Thumbnail of Dendrogram depicting the DNA fingerprints of Salmonella enterica serovar Paratyphi B dT+ identified from 2000 through 2002. Multidrug-resistant clonal groups labeled clusters 1 to 3 are shown.

Figure 2. Dendrogram depicting the DNA fingerprints of Salmonella enterica serovar Paratyphi B dT+ identified from 2000 through 2002. Multidrug-resistant clonal groups labeled clusters 1 to 3 are shown.

S. Paratyphi B dT+ recovered from 2000 to 2002 were subtyped by using pulsed-field gel electrophoresis (PFGE) after DNA extraction and digestion with BlnI according to the standardized Salmonella protocol (9).

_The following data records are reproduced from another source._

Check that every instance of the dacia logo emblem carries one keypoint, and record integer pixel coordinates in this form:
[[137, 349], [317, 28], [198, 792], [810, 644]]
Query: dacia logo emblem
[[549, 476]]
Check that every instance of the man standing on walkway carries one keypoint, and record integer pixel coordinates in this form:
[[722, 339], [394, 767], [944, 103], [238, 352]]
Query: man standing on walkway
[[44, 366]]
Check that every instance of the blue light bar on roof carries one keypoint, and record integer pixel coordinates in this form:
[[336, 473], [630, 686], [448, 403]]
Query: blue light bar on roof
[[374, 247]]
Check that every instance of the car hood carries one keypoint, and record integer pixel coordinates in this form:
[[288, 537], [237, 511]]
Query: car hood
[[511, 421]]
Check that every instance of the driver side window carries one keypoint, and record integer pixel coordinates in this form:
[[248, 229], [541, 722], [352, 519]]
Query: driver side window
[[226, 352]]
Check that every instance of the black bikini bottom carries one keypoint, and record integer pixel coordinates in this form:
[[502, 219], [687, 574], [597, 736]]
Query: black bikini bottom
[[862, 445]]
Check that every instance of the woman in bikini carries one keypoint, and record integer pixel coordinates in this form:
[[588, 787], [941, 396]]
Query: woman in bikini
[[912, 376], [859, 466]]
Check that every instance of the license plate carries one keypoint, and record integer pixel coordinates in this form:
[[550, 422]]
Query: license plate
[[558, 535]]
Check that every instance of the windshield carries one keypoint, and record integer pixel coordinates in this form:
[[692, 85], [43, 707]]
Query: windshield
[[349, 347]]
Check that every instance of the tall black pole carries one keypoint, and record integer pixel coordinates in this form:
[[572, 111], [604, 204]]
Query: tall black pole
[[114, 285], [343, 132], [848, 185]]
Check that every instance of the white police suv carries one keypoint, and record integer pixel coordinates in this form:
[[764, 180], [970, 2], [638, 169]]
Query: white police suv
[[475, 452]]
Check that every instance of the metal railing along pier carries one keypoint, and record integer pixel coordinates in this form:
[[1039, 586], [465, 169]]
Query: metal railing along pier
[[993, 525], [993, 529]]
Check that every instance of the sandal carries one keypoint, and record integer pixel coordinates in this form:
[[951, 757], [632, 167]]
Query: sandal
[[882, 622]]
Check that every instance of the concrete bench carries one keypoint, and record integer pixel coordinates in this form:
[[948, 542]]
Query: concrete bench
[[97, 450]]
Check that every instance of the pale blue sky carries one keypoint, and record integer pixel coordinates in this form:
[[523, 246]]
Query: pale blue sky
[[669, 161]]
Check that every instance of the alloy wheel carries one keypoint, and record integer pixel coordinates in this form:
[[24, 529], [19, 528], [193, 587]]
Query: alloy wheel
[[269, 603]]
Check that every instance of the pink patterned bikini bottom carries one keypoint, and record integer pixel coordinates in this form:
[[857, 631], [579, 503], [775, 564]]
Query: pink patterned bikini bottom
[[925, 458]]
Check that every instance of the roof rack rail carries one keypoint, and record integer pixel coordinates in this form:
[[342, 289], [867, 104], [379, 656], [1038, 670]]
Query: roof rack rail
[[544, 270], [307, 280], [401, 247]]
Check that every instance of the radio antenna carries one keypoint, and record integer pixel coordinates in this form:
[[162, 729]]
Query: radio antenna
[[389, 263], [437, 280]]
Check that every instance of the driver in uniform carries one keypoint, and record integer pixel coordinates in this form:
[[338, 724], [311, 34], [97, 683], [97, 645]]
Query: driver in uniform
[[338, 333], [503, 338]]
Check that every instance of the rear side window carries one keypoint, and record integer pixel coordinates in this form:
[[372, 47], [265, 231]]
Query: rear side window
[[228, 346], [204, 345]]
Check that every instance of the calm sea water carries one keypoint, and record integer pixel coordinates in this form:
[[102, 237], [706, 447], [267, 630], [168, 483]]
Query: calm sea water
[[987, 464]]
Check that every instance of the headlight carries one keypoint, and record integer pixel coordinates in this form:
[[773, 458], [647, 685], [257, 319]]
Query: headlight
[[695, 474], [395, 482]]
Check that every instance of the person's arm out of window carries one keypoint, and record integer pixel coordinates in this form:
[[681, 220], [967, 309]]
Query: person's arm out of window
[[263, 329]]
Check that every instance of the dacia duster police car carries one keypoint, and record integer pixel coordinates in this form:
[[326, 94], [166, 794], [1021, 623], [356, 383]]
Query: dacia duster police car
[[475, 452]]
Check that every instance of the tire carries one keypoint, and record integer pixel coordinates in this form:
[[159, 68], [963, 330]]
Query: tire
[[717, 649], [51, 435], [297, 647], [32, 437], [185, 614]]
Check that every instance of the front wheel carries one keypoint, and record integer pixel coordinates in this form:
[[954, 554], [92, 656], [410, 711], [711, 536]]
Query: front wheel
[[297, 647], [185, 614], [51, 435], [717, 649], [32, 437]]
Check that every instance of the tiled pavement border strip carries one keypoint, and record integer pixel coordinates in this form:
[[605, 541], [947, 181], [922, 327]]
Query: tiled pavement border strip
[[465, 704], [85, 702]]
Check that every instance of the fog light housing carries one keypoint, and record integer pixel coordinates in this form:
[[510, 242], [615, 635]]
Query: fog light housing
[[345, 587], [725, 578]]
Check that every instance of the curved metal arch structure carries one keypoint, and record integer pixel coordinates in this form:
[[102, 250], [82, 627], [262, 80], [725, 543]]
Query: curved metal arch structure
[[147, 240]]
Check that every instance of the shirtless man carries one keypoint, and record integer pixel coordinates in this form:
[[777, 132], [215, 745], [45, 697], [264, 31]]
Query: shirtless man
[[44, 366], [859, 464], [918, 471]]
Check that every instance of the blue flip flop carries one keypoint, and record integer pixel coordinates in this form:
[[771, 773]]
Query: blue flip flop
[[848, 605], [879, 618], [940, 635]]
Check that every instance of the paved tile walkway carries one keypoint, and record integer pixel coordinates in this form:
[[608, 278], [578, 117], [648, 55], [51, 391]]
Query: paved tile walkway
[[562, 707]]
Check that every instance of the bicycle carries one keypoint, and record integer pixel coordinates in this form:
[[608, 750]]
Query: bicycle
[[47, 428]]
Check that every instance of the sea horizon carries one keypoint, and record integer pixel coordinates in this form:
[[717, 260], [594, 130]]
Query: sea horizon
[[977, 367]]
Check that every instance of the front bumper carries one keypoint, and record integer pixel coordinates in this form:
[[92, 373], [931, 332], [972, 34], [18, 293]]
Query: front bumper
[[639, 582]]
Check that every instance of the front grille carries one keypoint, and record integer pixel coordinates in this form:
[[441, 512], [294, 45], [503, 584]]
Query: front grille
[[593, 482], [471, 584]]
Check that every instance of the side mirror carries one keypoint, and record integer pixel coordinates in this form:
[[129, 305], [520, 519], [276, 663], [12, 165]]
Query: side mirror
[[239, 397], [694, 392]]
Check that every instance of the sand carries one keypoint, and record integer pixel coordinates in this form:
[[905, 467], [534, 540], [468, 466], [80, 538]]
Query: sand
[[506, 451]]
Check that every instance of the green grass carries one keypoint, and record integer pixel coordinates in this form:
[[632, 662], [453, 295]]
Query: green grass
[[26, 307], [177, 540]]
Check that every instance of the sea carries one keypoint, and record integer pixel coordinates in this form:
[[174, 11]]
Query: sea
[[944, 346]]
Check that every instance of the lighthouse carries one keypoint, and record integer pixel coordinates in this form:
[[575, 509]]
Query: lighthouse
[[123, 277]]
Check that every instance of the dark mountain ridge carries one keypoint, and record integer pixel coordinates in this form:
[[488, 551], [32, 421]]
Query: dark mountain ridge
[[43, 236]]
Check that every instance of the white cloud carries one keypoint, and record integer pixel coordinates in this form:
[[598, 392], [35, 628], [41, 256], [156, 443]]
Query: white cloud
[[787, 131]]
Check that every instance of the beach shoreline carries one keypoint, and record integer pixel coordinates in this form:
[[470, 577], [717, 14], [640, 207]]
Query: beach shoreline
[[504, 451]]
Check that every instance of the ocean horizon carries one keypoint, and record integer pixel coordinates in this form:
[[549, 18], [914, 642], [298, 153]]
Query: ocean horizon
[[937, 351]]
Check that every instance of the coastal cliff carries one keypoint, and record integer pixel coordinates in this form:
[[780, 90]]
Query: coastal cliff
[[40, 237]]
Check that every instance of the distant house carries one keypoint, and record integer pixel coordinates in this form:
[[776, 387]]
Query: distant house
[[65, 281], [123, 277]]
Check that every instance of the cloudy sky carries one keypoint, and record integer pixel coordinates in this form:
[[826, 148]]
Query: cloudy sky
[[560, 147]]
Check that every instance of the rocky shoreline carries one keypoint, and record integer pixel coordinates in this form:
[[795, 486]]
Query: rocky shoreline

PFGE-generated DNA profiles were entered into the BioNumerics software program version 3.0 (Applied Maths, St. Martens-Latem, Belgium) for analysis. Cluster analysis was performed by the unweighted pair-group method with arithmetic averages, and DNA relatedness was calculated on the basis of the Dice coefficient. In addition, all PFGE patterns were visually compared and assigned a number or letter identification (10). A dendrogram depicting the S. Paratyphi B dT+ BlnI macrorestriction patterns is shown in Figure 2. Of the 139 strains available to subtype (total = 142), visual comparison of the fingerprints revealed a total of 63 unique fingerprint patterns that grouped into 24 clusters. Analysis of the dendrogram revealed that all but three strains with the ACSSuT phenotype were grouped into three closely related clusters named clusters 1 to 3 (Figure 2). The three strains that did not cluster with the other ACSSuT strains did not harbor SGI1 as described above.

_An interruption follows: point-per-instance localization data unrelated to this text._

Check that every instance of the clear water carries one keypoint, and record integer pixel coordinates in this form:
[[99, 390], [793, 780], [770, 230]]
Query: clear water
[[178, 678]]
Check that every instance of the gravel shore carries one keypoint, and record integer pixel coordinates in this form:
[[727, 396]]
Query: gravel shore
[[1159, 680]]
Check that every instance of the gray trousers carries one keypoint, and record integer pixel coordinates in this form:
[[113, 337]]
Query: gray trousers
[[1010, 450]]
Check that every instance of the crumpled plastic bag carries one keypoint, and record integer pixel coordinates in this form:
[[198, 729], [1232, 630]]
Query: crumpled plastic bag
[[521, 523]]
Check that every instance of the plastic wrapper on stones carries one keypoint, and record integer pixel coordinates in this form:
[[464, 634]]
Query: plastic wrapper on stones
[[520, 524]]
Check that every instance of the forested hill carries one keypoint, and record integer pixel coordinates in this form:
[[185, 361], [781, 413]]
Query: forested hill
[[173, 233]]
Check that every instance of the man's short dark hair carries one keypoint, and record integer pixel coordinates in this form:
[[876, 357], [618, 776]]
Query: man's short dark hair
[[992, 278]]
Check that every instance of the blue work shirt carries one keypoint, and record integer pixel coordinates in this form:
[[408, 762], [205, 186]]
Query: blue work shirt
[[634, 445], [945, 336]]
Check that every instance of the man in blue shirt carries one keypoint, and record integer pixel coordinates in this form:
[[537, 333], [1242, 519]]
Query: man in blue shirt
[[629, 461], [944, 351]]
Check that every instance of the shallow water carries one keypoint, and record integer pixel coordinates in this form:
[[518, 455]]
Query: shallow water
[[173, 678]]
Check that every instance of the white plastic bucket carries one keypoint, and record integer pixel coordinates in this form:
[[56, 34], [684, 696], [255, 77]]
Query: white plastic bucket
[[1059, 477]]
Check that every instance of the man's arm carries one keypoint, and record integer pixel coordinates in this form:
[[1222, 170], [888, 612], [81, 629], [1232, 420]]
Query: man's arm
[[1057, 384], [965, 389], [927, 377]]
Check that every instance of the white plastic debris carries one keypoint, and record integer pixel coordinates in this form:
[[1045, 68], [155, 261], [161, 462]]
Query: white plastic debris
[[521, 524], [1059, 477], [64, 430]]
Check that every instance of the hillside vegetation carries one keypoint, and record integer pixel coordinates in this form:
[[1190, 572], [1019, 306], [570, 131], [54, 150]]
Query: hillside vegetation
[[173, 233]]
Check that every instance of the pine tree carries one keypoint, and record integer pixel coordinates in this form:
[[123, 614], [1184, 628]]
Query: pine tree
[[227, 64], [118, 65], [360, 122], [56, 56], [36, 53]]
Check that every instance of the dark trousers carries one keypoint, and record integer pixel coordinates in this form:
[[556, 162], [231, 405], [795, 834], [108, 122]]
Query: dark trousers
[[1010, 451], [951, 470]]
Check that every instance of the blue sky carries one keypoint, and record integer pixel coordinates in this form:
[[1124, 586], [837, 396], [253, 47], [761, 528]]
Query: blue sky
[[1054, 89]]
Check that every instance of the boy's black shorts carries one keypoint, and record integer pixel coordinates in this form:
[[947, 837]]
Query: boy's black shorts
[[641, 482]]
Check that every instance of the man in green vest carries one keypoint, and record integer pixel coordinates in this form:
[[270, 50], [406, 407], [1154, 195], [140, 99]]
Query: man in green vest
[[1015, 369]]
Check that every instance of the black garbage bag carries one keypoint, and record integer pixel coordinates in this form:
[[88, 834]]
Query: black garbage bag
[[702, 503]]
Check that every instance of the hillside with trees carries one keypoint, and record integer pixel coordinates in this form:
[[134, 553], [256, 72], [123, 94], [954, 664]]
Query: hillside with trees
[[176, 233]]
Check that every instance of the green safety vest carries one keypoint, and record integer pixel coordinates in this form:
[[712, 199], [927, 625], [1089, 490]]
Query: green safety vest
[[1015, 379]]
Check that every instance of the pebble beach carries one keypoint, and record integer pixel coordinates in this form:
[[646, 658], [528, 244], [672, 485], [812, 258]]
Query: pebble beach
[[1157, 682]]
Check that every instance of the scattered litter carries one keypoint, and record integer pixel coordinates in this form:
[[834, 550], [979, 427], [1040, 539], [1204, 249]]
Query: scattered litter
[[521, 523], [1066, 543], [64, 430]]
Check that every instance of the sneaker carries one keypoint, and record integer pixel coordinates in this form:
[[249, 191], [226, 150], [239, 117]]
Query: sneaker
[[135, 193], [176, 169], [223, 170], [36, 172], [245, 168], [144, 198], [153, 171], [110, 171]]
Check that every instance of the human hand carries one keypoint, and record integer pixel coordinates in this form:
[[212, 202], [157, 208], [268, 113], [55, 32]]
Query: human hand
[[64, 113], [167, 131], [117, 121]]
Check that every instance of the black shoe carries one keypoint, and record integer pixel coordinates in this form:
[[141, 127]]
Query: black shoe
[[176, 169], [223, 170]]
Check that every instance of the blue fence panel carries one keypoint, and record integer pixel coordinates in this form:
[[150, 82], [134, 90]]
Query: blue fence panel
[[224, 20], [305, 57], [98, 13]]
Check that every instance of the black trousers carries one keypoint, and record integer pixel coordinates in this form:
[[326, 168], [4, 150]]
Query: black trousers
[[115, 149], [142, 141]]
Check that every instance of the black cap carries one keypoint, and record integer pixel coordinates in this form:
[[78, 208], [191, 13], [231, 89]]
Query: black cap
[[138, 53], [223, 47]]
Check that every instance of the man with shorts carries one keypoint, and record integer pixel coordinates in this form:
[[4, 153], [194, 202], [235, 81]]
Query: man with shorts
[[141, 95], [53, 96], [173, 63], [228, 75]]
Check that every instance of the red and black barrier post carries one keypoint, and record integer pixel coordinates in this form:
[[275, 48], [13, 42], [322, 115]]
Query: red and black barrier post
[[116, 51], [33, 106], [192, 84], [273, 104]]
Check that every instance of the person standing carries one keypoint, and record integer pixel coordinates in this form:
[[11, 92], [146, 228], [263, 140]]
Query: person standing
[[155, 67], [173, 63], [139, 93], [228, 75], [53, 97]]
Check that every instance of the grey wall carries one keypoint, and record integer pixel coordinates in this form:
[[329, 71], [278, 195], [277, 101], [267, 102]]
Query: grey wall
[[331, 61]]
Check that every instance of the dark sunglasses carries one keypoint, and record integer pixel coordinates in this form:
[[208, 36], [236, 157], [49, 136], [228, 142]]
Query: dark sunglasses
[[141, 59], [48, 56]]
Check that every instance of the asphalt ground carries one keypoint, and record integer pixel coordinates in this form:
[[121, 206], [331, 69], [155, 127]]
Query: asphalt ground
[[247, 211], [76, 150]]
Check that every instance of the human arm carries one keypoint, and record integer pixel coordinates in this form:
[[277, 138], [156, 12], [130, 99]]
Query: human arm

Cluster 1 contained 32 strains that represented 10 subtypes. Cluster 2 contained 17 strains that represented 7 subtypes, all of which showed <7 band differences between strains from cluster 1. Cluster 3 contained 15 strains that represented 6 subtypes, all of which showed fewer than seven band differences between subtypes in cluster 2, but had more than seven band differences between the cluster 1 fingerprints. In addition, six other strains identified before 2000 were subtyped. Five were other ACSSuT identified in 1998 (n = 1) and 1999 (n = 4), and all were identified in cluster 2. In addition, one S. Paratyphi B dT+ recently shown to harbor SGI1 that was isolated in Singapore from a fish was grouped into cluster 3 (4). The Canadian isolates in clusters 1 to 3 have been identified from multiple provinces, including British Columbia, Alberta, Manitoba, Ontario, and Québec, representing western and central regions of Canada.

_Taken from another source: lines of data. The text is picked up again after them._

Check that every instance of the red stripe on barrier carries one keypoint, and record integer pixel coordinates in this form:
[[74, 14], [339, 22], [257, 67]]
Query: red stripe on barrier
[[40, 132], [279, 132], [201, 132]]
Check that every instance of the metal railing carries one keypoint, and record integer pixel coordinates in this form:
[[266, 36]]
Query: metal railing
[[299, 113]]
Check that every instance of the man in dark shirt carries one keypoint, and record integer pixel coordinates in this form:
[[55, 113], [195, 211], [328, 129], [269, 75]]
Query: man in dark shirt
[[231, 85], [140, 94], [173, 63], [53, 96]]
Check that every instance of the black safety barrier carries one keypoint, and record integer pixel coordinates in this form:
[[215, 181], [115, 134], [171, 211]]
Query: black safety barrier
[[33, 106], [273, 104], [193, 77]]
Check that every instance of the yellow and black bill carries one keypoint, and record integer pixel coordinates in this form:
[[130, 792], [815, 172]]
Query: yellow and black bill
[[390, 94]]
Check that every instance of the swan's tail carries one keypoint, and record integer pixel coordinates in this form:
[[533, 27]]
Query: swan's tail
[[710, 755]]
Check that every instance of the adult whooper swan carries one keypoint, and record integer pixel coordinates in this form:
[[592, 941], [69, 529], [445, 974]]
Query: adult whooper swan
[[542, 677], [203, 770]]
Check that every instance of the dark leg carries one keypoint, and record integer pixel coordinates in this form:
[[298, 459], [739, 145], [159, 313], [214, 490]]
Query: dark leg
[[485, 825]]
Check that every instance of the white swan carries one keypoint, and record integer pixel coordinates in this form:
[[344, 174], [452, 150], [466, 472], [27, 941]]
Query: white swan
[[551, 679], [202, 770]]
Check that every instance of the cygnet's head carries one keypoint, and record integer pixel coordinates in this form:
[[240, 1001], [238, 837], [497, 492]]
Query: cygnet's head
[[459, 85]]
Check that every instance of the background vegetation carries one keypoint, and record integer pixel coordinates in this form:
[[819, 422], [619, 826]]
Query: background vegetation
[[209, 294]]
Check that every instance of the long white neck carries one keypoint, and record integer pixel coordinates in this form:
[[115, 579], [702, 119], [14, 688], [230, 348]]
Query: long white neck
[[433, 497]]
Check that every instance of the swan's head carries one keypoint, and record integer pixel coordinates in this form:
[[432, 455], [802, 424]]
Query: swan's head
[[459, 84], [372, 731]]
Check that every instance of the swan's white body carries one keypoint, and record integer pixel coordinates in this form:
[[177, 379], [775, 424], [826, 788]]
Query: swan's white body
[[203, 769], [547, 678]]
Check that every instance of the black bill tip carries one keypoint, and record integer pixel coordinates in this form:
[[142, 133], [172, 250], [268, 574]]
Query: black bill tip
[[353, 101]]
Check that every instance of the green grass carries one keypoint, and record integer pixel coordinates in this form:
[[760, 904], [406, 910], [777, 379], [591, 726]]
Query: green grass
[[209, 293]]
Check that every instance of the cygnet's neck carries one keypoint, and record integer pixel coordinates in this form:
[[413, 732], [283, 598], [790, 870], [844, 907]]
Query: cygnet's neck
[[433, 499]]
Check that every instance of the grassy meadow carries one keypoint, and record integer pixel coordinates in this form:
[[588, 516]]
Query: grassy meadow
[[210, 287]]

The emergence of multidrug-resistant S. Paratyphi B dT+ was documented recently in the Netherlands and Scotland (11,12). Some isolates had the ACSSuT susceptibility pattern and did not harbor any plasmids, which suggests the resistance is of chromosomal origin (12). However, in neither study was the presence of SGI1 or other resistance genes examined. We demonstrate the rapid emergence of multidrug-resistant S. Paratyphi B dT+ in Canada. The increase is due to three clusters, all of which contain the multidrug-resistant genomic island SGI1. That three closely related clonal groups were present suggests SGI1 may have inserted into the genome of S. Paratyphi B dT+ in three separate events, as shown by clusters 1, 2, and 3, or the insertion may have occurred once, with strains diverging over time. We also identified three strains with the ACSSuT phenotype that did not contain SGI1 sequences, which emphasizes the need to monitor genotypic resistance factors and not just phenotypic resistance traits to understand the dissemination of antimicrobial resistance.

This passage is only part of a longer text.